Tuesday, April 02, 2024

Bill Brand and The Nearly Man: When ITV screened drama series about British politics

The death of the dramatist and screenwriter Trevor Griffiths has reminded me of the Seventies, when British television companies showed political dramas in primetime. 

Griffiths's contribution was Bill Brand, about which the BFI's Screenonline site is positively rhapsodic:

Bill Brand (ITV, 1976) was an epic attempt to lay bare the nature of political power in the UK, and more specifically to analyse if, and how, the socialist struggle could be furthered by the parliamentary Labour movement. Its origins can be seen in Trevor Griffiths' early Play for Today, 'All Good Men' (BBC, tx. 31/01/1974), where the tension between the social democratic and revolutionary positions were embodied in an argument between father and son.

In Bill Brand, the scope is much broader, and focuses on newly elected left-wing MP Brand (Jack Shepherd), a former Trotskyist, and his attempts to negotiate a path between the demands of his family, the local party, the whips and his conscience, while still trying to make a difference politically. During the course of the series he is vilified by the press for his controversial views, and through his acquaintance with the eventual leadership candidate David Last (Alan Badel), he is witness to the power struggles that occur at the highest level of government. ...

The PM (Arthur Lowe) has to retire because of ill-health, and after the series was written (although before transmission) the same thing happened to Harold Wilson. More importantly, Griffiths examines the political rifts within the Labour party, and, with uncanny foresight, dramatises the ideological conflicts that would eventually lead to the formation of the SDP.

Bill Brand is a breathtaking series. Transmitted during the boiling summer of 1976, at peak-time between World in Action and News at Ten, it engaged with contemporary politics in a dramatic way, but remained consistently intelligent, and far from talking down to its viewers, assumed that they were a vital part of the political processes described, and as committed to understanding how things might therefore improve. There has been nothing like it since, and that's more the pity.

I must have watched it, because I remember being impressed by Jack Shepherd, but I can't have seen that much of it, because I have no memory of Arthur Lowe as the PM.

Play the video above to see both of them in action. The good news is that the whole series appears to be on YouTube.

Bill Brand was made by Thames Television. The year before it was shown, ITV had screened another drama about the Labour Party.

The Nearly Man was made by Granada and written by Arthur Hopcraft, who was to go on to adapt John le Carré's Tinker Tailor Soldier Spy. It's hero, played by Tony Britton, was a moderate Labour MP who had written an important book on the future of socialism some 20 years before. 

Despite this, he had never been made a minister, but there were still those who see him as cabinet material or even a possible leader.
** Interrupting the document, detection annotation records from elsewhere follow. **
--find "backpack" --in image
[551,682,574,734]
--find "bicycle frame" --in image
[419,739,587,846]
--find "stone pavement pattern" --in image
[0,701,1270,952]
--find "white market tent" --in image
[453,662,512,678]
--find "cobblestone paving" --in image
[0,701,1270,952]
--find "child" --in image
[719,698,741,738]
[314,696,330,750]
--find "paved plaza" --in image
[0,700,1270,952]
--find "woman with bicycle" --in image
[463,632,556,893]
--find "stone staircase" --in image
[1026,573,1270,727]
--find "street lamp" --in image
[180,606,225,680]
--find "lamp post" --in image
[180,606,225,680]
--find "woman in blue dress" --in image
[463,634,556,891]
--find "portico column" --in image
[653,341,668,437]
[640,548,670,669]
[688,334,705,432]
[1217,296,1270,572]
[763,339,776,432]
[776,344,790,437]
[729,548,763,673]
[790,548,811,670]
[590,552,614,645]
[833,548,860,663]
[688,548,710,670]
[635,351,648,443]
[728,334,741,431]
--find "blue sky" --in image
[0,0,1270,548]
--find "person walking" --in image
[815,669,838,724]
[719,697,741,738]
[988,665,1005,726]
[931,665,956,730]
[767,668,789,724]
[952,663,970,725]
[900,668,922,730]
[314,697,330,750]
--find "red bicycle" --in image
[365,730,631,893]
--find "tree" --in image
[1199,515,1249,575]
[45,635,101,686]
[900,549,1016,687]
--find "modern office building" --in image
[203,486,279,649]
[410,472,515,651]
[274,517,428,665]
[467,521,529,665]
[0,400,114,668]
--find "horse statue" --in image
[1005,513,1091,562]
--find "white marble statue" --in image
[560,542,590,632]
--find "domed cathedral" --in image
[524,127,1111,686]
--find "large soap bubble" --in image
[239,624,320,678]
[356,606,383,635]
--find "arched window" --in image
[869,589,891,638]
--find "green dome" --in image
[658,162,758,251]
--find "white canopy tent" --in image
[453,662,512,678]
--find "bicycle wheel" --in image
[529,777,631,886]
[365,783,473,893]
The Spinning Image site says of the series:

Here there was no less attention to detail about what drives a politician - or more specifically, what drives a politician to aim for the top, and whether it is essential to be so ambitious to be good at your job; indeed, are you a failure as a politician if you do not do so, however successful you may or may not be? 

But the public's perception of what makes you leadership material was important as well: in the first episode Collinson's younger son dies in a road accident which generates a lot of sympathy for him across the country, and makes up his mind and that of his backers that he has it in him to stake a claim for the Cabinet, and possibly further. However, Alice turns out to be rather more sceptical, and the title of the series may provide an inkling as to his overall triumph.

Alice's lack of faith is a prime reason for the couple splitting up in episode two, whereupon Collinson meets a lecturer, Millie (Kate Fahy) at a university talk and they get along famously, to the extent that they become a couple themselves. 

Meanwhile, they try to keep this arrangement away from the ever-prying media as he makes an enemy of teacher and party activist Michael Elphick, who resents Collinson's middle class background when his constituency is working class, and he doesn't even live there, as a salt of the earth councillor, Wilfred Pickles, tries to bridge the gap between the left and right of the Labour party in a development that mirrored the increasingly fractured nature of socialist politics in Britain for years, even decades to come. All the while the big opportunity Collinson needs remains frustratingly just out of his grasp.

I imagine that Collinson held on to his seat at the 1979 election and was one of the last Labour MPs to jump ship to the SDP. After waiting some years, he was given a peerage by the Liberal Democrats, and I hope he made our front bench in the Lords before he died.

There's doesn't seem to anything of The Nearly Man on YouTube, but you can buy it on DVD. I don't remember enough of it to be able to recommend it, but again I do recall watching some of it.

The only scrap I can find online is a Facebook page that has the opening and closing titles. The Gerald Scarfe cartoons look forward to Yes Minister, but the jazz theme tune is execrable.

1 comment:

Anonymous said...

Thanks for reminding me about Bill Brand - I didn't know that Trevor Griffiths wrote it, but I do remember the magnificent performance by Jack Shepherd.